En 1910, el bacteriólogo alemán Paul Ehrlich descubrió y patentó la arsfenamina, un compuesto químico derivado del arsénico que se demostró eficaz contra la sífilis y se comercializó durante dos décadas con el nombre comercial de ‘Salvarsán’.
Ehrlich, que por aquella fecha ya había recibido un premio Nobel por sus investigaciones con las vacunas, tuvo un enorme influjo sobre la farmacología del siglo XX gracias a su aportación de la “bala mágica”: es decir, un compuesto farmacológico, que apunta de forma específica a un patógeno particular sin causar daños al cuerpo del huésped.
El ‘Salvarsán’ fue, por derecho propio, el primer medicamento eficaz basado en la hipótesis de la “bala mágica” y salvó millones de vidas en Europa hasta la introducción de la penicilina, descubierta por Alexander Fleming dos décadas más tarde y que resultó más eficaz para esta y otras enfermedades infecciosas.
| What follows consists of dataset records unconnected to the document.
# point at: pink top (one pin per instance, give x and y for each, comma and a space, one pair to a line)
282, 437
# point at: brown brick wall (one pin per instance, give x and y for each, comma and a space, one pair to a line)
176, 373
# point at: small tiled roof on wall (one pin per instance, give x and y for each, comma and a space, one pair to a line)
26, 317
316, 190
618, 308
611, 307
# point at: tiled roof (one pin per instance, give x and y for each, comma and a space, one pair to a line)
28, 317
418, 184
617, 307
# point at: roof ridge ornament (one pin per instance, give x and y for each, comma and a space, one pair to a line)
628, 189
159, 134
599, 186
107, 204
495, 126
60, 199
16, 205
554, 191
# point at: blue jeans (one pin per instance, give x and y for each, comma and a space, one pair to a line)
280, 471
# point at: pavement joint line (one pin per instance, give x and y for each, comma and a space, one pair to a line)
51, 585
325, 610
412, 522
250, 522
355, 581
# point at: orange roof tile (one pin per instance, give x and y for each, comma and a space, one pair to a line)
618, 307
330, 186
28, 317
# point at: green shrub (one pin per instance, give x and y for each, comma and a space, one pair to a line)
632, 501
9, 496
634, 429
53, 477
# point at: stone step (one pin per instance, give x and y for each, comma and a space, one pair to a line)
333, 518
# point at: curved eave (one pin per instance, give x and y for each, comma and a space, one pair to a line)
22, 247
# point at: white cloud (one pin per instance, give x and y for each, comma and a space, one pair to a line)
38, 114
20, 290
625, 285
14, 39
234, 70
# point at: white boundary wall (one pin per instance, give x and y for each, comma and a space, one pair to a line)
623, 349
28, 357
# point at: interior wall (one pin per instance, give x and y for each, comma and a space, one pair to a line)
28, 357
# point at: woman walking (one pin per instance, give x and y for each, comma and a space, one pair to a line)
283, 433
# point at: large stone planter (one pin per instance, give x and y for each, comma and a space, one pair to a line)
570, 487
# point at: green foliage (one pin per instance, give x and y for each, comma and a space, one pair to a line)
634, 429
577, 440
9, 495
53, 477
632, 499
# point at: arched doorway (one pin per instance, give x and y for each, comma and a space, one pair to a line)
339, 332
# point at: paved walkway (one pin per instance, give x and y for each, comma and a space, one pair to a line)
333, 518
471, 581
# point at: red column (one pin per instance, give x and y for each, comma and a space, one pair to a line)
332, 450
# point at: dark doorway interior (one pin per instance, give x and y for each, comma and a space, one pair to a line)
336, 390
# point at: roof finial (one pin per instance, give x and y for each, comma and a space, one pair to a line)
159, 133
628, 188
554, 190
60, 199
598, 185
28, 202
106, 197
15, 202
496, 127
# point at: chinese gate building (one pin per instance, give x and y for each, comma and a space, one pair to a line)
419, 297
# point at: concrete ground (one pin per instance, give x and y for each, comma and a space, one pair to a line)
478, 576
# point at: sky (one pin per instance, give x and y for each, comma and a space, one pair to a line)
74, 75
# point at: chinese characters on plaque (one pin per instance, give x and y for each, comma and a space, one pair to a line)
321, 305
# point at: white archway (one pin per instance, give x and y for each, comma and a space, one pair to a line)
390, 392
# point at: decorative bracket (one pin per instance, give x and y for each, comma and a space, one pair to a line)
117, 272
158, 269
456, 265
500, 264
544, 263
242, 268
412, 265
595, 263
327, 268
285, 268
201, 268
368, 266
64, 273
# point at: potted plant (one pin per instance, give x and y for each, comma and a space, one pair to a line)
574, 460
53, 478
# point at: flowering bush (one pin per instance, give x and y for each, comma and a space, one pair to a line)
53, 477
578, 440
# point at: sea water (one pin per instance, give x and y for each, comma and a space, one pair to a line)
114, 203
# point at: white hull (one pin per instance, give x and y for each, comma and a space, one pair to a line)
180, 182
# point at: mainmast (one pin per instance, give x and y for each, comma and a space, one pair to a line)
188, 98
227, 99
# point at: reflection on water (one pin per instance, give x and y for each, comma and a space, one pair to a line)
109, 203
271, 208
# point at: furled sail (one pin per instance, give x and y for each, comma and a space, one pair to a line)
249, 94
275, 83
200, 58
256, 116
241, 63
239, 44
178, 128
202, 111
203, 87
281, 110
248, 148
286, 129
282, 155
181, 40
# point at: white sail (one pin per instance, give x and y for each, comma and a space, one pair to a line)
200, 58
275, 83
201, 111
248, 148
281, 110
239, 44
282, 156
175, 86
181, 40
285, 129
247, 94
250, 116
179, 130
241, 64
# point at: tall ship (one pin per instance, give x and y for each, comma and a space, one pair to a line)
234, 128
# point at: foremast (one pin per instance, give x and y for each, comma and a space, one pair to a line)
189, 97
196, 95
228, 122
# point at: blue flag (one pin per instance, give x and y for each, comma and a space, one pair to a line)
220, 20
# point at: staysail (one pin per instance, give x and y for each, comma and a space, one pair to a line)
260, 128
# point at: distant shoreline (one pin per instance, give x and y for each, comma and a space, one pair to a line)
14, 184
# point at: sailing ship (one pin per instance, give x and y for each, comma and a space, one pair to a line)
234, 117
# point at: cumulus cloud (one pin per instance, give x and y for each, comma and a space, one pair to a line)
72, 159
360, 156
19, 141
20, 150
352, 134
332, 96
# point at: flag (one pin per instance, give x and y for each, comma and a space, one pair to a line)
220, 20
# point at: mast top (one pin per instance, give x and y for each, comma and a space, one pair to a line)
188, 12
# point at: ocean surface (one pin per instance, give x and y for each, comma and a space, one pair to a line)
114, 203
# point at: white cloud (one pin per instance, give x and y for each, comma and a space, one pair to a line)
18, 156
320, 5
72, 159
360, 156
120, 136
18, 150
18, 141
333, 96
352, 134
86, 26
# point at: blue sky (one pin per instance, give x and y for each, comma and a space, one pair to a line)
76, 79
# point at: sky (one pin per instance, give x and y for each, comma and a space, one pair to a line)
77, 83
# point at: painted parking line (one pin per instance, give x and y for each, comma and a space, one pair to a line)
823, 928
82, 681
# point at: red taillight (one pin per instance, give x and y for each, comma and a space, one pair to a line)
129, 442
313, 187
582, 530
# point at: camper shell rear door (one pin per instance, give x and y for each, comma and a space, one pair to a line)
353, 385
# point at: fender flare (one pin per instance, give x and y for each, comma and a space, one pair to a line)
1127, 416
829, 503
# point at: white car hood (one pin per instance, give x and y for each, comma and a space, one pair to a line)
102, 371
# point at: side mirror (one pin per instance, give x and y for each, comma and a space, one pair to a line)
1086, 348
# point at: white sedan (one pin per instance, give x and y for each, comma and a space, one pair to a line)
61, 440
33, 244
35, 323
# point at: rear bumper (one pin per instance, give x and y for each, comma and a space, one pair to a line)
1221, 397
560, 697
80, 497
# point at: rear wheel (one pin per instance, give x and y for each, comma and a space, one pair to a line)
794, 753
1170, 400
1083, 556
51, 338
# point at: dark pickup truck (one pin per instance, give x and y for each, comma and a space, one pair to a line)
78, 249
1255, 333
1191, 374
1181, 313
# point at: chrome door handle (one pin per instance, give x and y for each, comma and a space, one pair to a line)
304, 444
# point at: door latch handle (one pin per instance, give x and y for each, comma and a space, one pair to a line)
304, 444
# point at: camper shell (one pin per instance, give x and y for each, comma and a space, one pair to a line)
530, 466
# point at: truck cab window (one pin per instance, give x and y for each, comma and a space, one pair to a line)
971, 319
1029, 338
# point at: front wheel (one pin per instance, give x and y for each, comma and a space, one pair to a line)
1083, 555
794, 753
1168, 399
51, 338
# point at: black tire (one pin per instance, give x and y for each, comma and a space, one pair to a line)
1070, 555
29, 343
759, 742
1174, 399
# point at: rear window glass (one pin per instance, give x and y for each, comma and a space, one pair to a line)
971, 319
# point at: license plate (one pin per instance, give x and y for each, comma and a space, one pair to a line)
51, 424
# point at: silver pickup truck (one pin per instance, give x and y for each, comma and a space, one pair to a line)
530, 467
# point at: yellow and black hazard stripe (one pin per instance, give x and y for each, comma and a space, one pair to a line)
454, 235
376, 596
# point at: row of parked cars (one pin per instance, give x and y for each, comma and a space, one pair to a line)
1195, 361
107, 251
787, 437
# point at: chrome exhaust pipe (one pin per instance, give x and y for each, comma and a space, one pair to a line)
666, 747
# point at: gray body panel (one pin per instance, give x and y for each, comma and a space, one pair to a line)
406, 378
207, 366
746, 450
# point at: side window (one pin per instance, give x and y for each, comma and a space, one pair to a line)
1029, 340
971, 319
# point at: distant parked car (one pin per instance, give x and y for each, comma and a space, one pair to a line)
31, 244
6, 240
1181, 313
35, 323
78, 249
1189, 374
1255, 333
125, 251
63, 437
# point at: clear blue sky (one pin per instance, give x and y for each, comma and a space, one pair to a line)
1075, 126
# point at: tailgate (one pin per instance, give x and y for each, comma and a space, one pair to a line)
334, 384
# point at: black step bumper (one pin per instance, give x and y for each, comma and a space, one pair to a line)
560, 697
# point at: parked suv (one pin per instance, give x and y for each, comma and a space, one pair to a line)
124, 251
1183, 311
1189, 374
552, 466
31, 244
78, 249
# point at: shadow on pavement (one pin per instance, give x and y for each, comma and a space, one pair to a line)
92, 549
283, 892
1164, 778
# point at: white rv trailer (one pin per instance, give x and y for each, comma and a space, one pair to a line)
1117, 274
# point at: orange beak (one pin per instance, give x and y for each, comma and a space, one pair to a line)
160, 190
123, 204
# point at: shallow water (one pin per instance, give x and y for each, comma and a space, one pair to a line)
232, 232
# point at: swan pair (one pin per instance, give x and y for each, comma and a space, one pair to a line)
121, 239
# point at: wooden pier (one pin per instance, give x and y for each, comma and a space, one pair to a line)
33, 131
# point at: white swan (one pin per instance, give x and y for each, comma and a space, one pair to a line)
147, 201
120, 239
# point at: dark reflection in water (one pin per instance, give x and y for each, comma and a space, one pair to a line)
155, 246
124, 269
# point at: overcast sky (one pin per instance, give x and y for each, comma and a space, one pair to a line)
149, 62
El eco de aquel descubrimiento -y del concepto de “bala mágica”- llega hasta nuestros días*, si bien cada vez más debilitado: «Desde hace algún tiempo los fármacos selectivos, específicamente diseñados para tocar una sola diana en nuestro organismo, se ha estado comprobando que no funcionan», según explica el farmacólogo Genís Oña, de la Fundación ICEERS, en conversación con Plantaforma.